Where to add an attention prior (betabinom prior)

imdanboy / jets

JETS: Jointly Training FastSpeech2 and HiFi-GAN for End to End Text to Speech

Apache License 2.0

104 stars 12 forks source link

Where to add an attention prior (betabinom prior) #4

Open changjinhan opened 1 year ago

changjinhan commented 1 year ago

Hello! I have a question about the adding position of an attention prior. You added the attention prior before calculating forwardsum loss like this. https://github.com/imdanboy/jets/blob/44e3dbcb9e7e5368158917748fa2c6b45039b4d0/espnet2/gan_tts/jets/loss.py#L147 It can decrease the forwardsum loss while forcing a monotonic alignment(log_p_attn). But, you didn't add anywhere in the forward process of the Jets generator and got the durations using the pure 'log_p_attn' by the viterbi algorithm. https://github.com/imdanboy/jets/blob/44e3dbcb9e7e5368158917748fa2c6b45039b4d0/espnet2/gan_tts/jets/generator.py#L593 To make the attention prior effective, I think this should be also added before getting the durations.

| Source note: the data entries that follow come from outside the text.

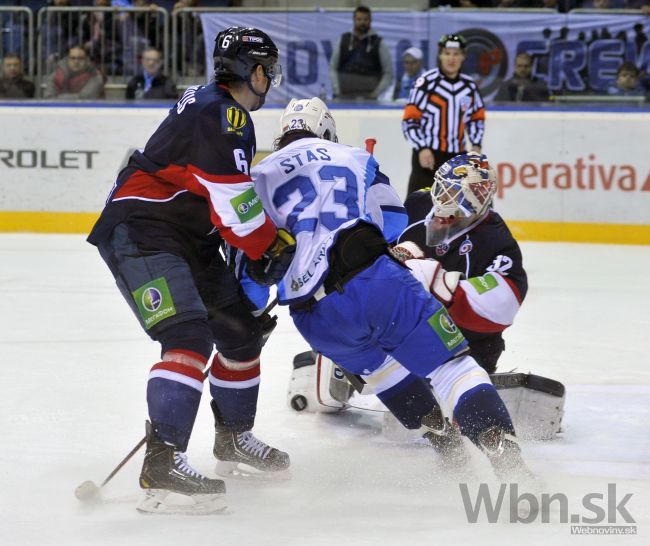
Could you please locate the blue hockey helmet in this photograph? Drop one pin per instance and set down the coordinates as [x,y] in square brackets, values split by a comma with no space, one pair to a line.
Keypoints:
[238,50]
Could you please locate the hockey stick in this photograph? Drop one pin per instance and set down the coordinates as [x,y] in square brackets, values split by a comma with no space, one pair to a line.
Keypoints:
[89,490]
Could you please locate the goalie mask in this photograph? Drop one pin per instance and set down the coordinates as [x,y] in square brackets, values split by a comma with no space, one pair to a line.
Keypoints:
[462,192]
[309,115]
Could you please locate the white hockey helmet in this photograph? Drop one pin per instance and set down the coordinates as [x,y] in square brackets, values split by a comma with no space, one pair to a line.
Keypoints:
[463,187]
[311,115]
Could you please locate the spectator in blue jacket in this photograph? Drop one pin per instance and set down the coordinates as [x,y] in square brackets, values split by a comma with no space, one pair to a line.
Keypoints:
[413,69]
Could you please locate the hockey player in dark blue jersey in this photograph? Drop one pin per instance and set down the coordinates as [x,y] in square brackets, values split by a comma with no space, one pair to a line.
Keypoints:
[160,233]
[354,304]
[483,305]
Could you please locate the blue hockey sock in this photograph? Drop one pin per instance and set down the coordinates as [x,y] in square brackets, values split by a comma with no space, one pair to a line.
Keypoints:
[173,396]
[479,409]
[409,400]
[234,391]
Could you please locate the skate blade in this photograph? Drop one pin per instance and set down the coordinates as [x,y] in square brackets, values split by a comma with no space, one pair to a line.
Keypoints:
[159,501]
[241,471]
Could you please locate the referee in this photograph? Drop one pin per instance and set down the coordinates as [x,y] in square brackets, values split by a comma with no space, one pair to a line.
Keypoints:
[444,106]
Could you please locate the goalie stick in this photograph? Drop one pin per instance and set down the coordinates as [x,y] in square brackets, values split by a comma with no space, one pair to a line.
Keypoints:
[89,490]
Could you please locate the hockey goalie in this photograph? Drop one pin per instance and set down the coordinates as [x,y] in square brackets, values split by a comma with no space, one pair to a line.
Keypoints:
[462,251]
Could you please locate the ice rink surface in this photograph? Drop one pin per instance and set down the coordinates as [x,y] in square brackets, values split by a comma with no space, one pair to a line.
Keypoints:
[73,376]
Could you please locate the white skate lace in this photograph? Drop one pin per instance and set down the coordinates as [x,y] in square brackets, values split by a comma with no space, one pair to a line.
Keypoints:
[256,447]
[181,461]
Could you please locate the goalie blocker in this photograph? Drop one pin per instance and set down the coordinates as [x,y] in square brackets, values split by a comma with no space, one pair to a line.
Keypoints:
[535,403]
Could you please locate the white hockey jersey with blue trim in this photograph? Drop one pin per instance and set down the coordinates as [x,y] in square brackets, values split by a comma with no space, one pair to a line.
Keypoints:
[314,188]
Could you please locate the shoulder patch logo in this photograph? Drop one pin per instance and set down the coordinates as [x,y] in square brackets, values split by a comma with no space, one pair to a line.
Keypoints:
[484,284]
[446,330]
[236,119]
[247,205]
[465,247]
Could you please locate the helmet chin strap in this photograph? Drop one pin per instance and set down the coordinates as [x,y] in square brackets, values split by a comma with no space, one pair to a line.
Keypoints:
[261,96]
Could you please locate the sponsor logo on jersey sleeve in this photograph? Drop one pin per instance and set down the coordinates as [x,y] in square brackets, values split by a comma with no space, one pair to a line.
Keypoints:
[247,205]
[447,331]
[235,121]
[154,301]
[484,283]
[442,249]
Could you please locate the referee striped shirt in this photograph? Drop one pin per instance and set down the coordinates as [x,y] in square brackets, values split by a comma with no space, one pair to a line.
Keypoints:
[441,112]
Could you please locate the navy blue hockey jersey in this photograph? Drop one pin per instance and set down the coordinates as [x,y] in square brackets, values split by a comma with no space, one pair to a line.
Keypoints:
[191,186]
[489,257]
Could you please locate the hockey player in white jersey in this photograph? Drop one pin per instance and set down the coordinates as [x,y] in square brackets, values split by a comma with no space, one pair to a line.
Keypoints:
[357,305]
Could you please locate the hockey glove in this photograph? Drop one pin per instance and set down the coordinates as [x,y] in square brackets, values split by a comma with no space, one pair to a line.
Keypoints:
[275,261]
[442,284]
[407,250]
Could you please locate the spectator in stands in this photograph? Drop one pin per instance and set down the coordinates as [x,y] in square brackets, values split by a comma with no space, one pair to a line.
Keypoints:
[13,84]
[190,47]
[58,32]
[75,78]
[522,87]
[412,59]
[361,66]
[152,83]
[627,82]
[104,33]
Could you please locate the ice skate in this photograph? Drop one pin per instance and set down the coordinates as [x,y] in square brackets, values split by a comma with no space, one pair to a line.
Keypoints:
[446,440]
[241,454]
[504,454]
[172,486]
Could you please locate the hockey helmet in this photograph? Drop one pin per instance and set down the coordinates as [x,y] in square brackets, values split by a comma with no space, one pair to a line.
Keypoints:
[238,50]
[456,41]
[310,115]
[462,192]
[463,187]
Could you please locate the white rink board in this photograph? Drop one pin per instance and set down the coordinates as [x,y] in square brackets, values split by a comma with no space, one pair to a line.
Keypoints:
[590,167]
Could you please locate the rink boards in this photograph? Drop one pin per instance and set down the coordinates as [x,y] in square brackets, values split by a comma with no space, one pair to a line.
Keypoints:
[565,175]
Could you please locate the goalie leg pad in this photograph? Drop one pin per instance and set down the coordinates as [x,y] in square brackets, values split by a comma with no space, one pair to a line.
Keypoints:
[535,403]
[317,385]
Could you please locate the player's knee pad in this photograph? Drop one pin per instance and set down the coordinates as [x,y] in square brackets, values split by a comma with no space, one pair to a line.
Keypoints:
[389,374]
[236,365]
[185,357]
[317,385]
[456,377]
[193,335]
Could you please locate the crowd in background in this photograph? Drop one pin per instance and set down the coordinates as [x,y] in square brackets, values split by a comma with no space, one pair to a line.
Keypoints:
[80,51]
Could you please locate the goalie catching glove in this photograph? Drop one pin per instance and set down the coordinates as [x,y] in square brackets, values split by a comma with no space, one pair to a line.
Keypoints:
[275,261]
[441,283]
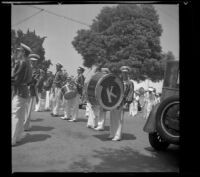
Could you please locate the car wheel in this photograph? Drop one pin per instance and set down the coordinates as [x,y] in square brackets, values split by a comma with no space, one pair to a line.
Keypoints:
[156,141]
[167,119]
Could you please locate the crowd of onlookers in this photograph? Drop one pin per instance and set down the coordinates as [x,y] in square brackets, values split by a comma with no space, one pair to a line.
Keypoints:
[144,101]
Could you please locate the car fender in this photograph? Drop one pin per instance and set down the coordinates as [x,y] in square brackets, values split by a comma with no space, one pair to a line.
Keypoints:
[150,125]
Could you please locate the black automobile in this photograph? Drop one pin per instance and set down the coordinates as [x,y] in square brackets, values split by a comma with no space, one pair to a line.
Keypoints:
[163,123]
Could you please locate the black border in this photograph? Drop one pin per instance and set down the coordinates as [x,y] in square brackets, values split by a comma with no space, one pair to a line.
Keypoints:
[189,121]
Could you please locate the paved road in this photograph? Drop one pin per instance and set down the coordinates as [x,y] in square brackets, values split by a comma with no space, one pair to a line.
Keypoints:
[56,145]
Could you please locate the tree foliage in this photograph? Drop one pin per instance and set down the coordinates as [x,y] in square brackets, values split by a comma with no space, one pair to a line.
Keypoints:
[35,42]
[124,35]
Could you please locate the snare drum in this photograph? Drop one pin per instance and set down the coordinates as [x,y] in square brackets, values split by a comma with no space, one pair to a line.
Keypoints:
[105,90]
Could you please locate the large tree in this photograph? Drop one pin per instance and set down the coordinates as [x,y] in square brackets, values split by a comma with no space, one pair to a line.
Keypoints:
[124,35]
[34,41]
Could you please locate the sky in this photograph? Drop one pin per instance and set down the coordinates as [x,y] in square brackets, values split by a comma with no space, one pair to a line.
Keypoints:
[61,31]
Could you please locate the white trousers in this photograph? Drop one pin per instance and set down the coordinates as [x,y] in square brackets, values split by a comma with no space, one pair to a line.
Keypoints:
[71,107]
[29,108]
[92,113]
[116,122]
[133,108]
[41,103]
[56,101]
[18,116]
[47,103]
[101,118]
[147,109]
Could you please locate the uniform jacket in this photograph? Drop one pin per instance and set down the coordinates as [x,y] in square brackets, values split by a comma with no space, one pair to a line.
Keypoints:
[21,76]
[58,80]
[80,79]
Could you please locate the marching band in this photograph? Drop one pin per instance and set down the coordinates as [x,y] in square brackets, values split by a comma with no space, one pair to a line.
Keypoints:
[33,87]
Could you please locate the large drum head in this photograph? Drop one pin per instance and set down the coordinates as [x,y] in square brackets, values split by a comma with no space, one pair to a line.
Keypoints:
[108,91]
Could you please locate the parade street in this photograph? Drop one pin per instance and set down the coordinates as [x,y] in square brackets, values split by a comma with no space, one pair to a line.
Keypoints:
[56,145]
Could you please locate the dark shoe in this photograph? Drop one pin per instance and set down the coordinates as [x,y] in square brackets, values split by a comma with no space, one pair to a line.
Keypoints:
[54,115]
[72,120]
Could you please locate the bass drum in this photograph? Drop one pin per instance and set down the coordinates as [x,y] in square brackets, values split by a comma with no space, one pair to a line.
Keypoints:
[67,93]
[105,90]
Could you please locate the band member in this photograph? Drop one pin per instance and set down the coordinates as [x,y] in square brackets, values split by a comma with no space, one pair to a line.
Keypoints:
[150,100]
[47,86]
[134,105]
[21,77]
[32,88]
[102,113]
[40,92]
[57,84]
[79,80]
[117,115]
[69,103]
[92,113]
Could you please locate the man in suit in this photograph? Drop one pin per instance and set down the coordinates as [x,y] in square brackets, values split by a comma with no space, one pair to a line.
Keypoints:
[21,76]
[79,80]
[101,112]
[57,85]
[32,88]
[117,115]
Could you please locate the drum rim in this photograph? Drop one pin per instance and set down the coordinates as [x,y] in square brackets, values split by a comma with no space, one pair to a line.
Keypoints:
[98,95]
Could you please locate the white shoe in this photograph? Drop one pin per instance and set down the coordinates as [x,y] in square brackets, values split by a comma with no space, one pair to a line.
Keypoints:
[27,129]
[23,135]
[116,139]
[72,120]
[64,117]
[110,137]
[99,129]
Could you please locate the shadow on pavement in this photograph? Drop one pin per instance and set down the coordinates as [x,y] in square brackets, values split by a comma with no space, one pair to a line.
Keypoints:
[104,137]
[33,138]
[40,128]
[125,160]
[37,120]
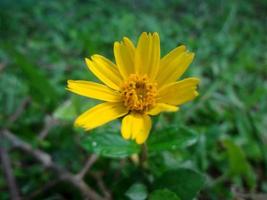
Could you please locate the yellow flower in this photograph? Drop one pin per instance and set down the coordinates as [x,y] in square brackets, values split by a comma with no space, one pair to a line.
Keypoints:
[138,86]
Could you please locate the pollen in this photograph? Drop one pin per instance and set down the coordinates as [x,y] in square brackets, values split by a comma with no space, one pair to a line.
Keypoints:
[139,93]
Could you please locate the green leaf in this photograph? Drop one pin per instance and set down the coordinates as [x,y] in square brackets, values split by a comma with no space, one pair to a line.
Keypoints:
[185,183]
[109,144]
[239,165]
[163,194]
[137,191]
[171,138]
[66,111]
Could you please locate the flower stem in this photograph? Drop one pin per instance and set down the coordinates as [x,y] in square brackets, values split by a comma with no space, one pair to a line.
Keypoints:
[143,156]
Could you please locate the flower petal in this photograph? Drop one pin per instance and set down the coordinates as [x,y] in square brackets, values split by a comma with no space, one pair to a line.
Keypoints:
[93,90]
[179,92]
[124,53]
[100,114]
[162,107]
[105,71]
[173,65]
[147,56]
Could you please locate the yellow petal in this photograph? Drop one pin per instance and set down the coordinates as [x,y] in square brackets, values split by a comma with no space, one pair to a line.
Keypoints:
[93,90]
[105,71]
[124,53]
[173,65]
[179,92]
[162,107]
[147,57]
[100,115]
[126,127]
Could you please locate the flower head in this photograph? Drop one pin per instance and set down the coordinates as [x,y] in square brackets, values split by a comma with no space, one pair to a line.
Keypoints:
[139,85]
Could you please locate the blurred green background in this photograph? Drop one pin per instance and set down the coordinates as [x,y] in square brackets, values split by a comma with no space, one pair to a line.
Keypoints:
[221,135]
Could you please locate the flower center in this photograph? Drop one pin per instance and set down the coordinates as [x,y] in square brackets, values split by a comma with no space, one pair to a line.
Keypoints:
[139,93]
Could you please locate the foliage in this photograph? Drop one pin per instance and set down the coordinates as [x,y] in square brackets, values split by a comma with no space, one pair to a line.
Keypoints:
[213,148]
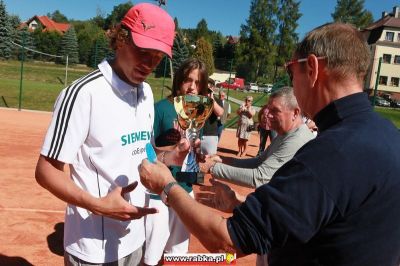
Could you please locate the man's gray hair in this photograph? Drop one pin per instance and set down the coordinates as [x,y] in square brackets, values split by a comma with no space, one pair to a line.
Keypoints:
[342,46]
[286,93]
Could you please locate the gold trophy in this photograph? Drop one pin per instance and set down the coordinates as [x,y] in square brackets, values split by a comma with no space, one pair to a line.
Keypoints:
[193,111]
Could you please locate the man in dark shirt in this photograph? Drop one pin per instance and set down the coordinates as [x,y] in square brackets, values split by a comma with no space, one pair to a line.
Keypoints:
[337,202]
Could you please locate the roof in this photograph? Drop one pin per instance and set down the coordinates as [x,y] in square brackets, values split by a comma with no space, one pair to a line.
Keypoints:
[49,24]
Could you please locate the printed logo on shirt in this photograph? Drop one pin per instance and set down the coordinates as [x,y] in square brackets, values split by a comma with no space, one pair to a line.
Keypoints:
[134,137]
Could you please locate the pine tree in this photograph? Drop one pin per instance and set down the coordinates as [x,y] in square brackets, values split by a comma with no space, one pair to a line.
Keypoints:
[352,11]
[288,15]
[180,52]
[204,52]
[5,33]
[202,30]
[256,51]
[69,46]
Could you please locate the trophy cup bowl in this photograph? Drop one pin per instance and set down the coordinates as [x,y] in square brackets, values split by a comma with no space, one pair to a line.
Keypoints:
[192,112]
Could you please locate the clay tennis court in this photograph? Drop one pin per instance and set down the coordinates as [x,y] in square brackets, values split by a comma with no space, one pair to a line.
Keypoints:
[31,224]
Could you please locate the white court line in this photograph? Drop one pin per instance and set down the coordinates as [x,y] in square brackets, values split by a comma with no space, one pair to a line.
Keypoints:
[29,210]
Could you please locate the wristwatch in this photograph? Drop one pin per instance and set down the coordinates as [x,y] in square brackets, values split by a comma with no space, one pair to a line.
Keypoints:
[165,192]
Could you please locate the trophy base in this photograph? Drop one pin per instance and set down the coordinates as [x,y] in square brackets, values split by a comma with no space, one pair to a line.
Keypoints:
[190,177]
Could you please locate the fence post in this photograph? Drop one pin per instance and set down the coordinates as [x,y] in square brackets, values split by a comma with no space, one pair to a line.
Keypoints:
[22,70]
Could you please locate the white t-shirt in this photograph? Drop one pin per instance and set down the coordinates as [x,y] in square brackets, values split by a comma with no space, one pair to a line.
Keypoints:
[100,126]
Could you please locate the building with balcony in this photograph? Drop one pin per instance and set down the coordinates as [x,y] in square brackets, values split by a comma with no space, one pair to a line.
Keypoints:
[383,36]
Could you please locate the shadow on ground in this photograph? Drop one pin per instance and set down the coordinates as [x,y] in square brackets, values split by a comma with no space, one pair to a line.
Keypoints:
[55,240]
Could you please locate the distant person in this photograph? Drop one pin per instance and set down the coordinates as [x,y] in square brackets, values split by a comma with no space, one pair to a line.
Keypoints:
[337,201]
[264,129]
[209,138]
[164,230]
[246,113]
[227,112]
[285,118]
[100,126]
[311,125]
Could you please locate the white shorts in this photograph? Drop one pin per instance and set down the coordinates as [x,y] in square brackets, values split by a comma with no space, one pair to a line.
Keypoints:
[164,232]
[209,145]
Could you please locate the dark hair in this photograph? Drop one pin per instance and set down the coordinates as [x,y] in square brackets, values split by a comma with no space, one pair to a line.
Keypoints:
[343,46]
[183,72]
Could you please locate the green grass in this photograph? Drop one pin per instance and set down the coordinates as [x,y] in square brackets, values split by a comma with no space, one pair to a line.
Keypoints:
[42,82]
[390,113]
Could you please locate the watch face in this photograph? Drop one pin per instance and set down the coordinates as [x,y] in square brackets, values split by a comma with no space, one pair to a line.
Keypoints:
[164,198]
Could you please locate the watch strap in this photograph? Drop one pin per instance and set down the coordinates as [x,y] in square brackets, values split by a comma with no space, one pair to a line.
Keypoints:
[165,192]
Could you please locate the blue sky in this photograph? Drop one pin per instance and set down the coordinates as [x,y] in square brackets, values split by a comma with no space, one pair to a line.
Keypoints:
[221,15]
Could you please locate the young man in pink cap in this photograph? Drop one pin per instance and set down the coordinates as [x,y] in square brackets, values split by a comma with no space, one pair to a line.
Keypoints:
[100,126]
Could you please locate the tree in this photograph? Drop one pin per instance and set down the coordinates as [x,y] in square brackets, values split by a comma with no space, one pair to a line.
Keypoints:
[87,33]
[353,12]
[5,33]
[204,52]
[100,50]
[180,51]
[57,16]
[288,15]
[256,51]
[202,30]
[117,14]
[69,46]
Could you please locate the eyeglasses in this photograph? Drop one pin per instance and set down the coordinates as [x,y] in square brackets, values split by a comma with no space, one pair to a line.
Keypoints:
[297,61]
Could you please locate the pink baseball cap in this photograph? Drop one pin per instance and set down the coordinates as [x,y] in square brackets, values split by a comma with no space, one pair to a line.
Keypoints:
[151,27]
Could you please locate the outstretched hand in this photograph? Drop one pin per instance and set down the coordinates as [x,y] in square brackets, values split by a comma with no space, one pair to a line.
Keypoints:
[220,196]
[115,206]
[154,176]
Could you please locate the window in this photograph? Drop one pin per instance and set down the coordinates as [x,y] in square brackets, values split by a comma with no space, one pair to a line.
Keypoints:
[383,80]
[387,58]
[389,36]
[396,59]
[394,82]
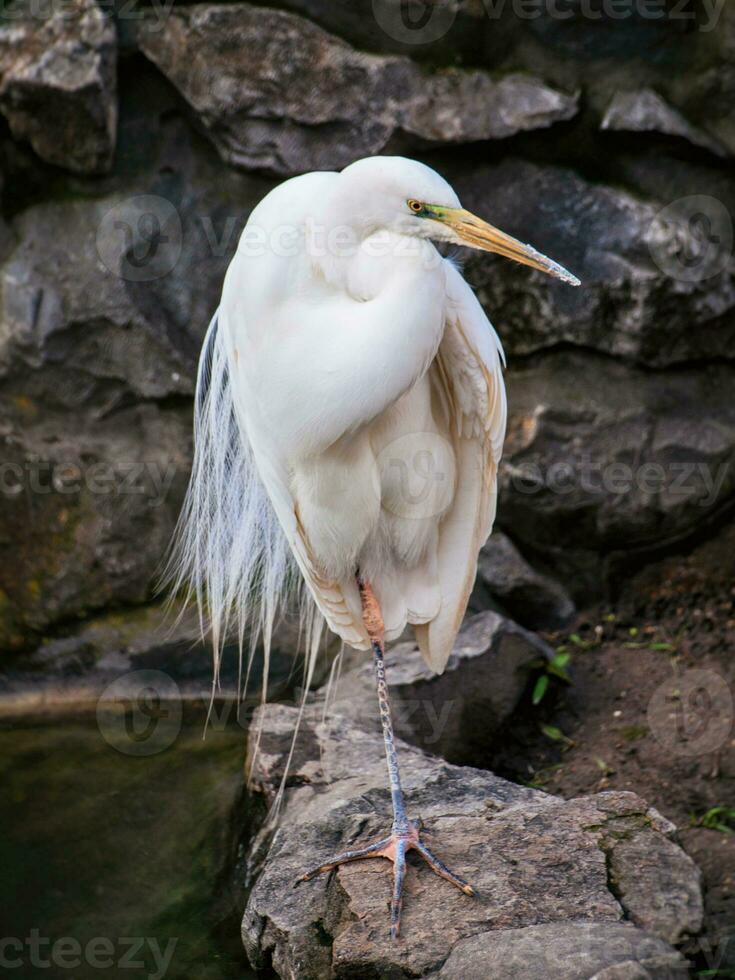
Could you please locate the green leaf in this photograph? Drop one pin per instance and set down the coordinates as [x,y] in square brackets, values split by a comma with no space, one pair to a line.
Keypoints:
[554,733]
[559,672]
[540,688]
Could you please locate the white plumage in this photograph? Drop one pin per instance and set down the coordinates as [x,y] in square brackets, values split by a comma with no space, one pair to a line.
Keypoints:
[349,424]
[345,351]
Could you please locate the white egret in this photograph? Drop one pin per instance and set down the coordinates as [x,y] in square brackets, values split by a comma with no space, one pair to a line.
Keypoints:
[349,423]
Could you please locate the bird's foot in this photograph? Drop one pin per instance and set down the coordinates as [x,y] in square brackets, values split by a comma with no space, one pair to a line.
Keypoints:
[395,847]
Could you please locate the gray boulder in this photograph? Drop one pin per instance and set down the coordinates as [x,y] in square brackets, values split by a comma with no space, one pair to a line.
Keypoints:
[643,110]
[604,464]
[546,905]
[651,292]
[103,304]
[58,83]
[457,713]
[534,600]
[304,99]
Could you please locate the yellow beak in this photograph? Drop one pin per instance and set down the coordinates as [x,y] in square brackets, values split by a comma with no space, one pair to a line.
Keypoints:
[473,231]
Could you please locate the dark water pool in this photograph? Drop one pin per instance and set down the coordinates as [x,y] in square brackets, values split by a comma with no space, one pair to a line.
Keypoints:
[113,865]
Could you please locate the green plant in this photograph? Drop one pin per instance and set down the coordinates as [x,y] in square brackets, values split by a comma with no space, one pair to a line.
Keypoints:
[555,667]
[721,818]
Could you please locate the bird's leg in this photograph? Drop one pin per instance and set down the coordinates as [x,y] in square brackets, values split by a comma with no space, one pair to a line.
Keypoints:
[404,833]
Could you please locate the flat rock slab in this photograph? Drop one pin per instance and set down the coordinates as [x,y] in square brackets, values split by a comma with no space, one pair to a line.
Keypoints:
[548,902]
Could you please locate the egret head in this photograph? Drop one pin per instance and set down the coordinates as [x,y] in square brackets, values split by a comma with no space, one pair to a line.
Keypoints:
[407,196]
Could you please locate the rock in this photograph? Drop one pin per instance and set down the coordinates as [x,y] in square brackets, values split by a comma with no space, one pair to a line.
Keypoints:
[639,299]
[564,951]
[305,100]
[644,110]
[540,865]
[534,600]
[455,714]
[634,862]
[103,304]
[58,86]
[605,464]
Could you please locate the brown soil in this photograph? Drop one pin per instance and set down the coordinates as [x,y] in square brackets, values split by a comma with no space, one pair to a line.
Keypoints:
[635,717]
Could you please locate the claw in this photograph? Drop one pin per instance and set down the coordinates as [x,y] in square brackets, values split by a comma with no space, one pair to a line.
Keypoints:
[395,848]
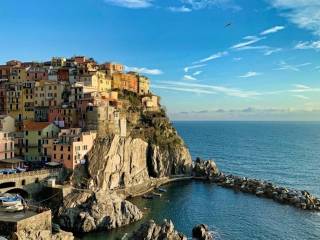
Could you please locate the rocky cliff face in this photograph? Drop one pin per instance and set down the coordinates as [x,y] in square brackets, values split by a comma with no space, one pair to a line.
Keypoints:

What do you think of this?

imdanboy commented 1 year ago

Sorry for late, I recently recognized the current implementation regarding on an alignment learning is different from official code Nvidia-FastPitch as discussed at https://github.com/espnet/espnet/issues/5179#issuecomment-1565241556 Thanks a lot, I will check it out first whether there are improvement or not.

changjinhan commented 1 year ago

Oh, I'm happy to know similar discussion with it and thank you for your reply. We look forward to hearing the results of your further experiments!

imdanboy commented 1 year ago

Hi, I recently check an experiment regarding on an alignment algorithm and find that diagonal alignment plot is more clear from the very early training stage after fix; normalize input for ctc_loss as well as add attention prior before viterbi decoding.

Although I didn't find clear improvement of speech quality on datasets (ljspeech, kss and internal dataset which is quite clean), the fix on alignment algorithm might be helpful on somewhat noisy, multi speaker dataset.

You can check the fix at https://github.com/espnet/espnet/pull/5288 Thanks for report 😄